Context: Mother-to-child transmission (MTCT) is one of the main transmission routes of chronic hepatitis B virus (HBV) infection. The successful rate of preventing MTCT has increased to over 90% after the administration of passive-active immunoprophylaxis (vaccine and hepatitis B immunoglobulin (HBIG)) on infants born to hepatitis B surface antigen (HBsAg)-positive mothers. However, 5%-10% of the infants had chronic HBV infection who were born to mothers with high HBV DNA levels. Therefore, the current domestic and international guidelines recommended that antiviral therapy in late pregnancy was to further decrease the MTCT rate. This study aimed at reviewing the mechanisms of MTCT and controversial issues in antiviral therapy for pregnant women with high viral load in order to provide clinicians with some strategies for preventing MTCT of HBV. Evidence Acquisition: Relevant English published papers were searched using online databases, including PubMed and EMBASE from January 2000 to January 2019. We summarized the findings of 61 relevant studies in this review.
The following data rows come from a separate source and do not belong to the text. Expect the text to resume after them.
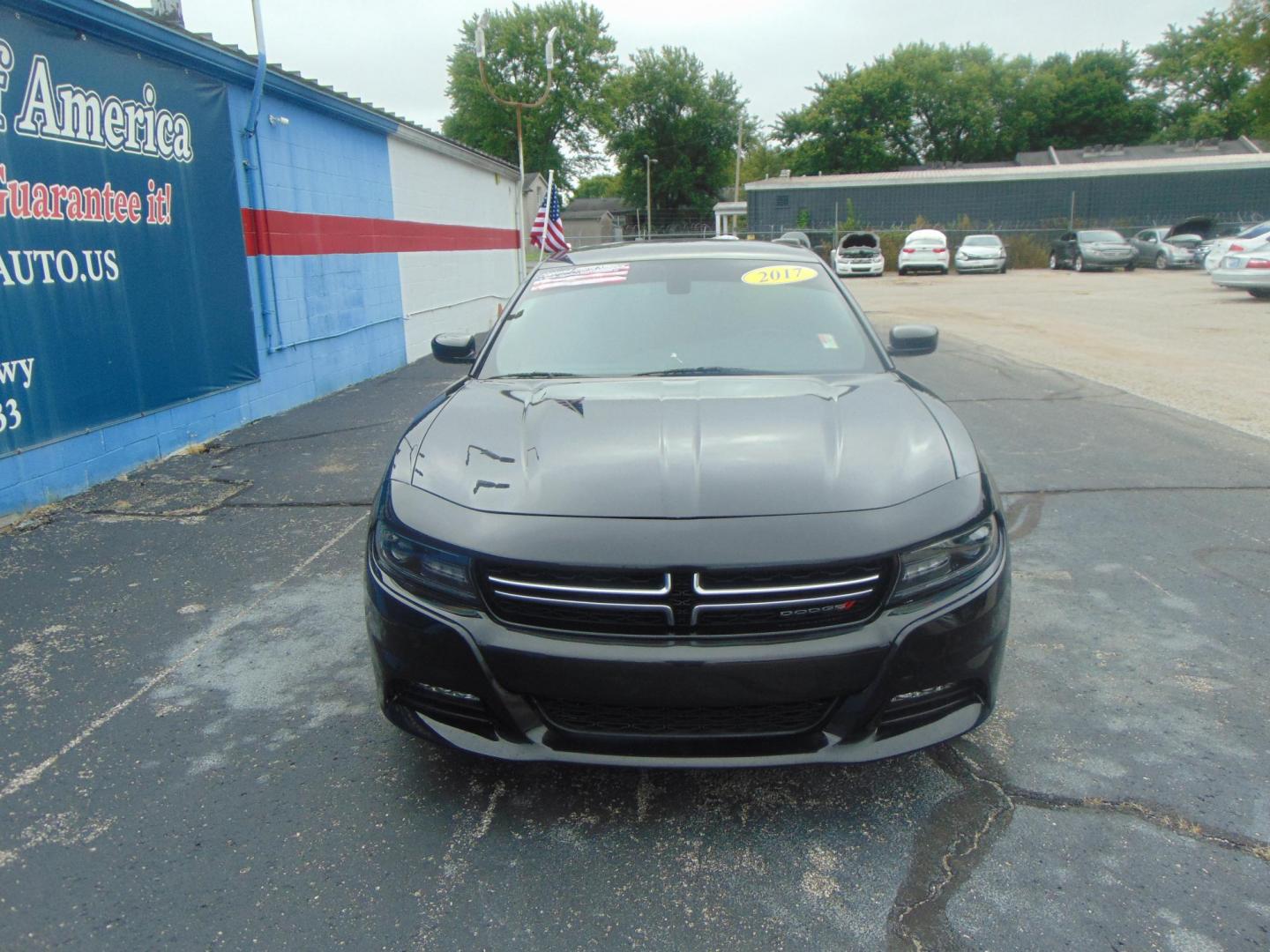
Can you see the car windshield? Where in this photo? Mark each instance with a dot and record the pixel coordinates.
(683, 316)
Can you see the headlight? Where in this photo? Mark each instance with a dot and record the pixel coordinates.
(946, 562)
(422, 569)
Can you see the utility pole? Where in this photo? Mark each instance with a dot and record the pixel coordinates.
(482, 26)
(648, 183)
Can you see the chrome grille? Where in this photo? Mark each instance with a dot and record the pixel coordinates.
(753, 721)
(684, 602)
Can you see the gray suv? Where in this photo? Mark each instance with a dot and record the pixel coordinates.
(1102, 248)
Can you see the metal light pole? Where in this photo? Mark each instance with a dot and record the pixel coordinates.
(519, 132)
(648, 182)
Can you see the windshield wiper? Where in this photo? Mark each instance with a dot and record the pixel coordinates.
(701, 372)
(534, 375)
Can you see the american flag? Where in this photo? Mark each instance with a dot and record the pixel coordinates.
(548, 233)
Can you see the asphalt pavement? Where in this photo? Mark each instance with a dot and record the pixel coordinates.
(192, 755)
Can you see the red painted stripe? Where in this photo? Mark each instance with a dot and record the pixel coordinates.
(300, 234)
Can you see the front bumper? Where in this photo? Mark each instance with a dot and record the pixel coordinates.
(1095, 259)
(850, 268)
(923, 262)
(1243, 279)
(978, 264)
(471, 682)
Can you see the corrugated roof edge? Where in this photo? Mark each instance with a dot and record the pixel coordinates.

The mechanism of MTCT is still unclear and further studies are needed. Antiviral therapy for pregnant women with high viral load can reduce the rate of MTCT and provide the appropriate safety for mothers and infants.
The mechanisms underlying MTCT of HBV is still unknown and more investigations are required. The efficacy and safety of taking tenofovir disoproxil fumarate (TDF) orally in pregnant women with high viral load in the second or third trimester of pregnancy to block MTCT of HBV have been proved. The withdrawal of antiviral therapy during pregnancy due to MTCT should not exceed 3 months after delivery at the latest. Most pregnant women tend to suffer from increased alanine aminotransferase (ALT) after discontinuing antiviral drugs during pregnancy. Accordingly, close ALT levels monitoring after drug discontinuation is essential.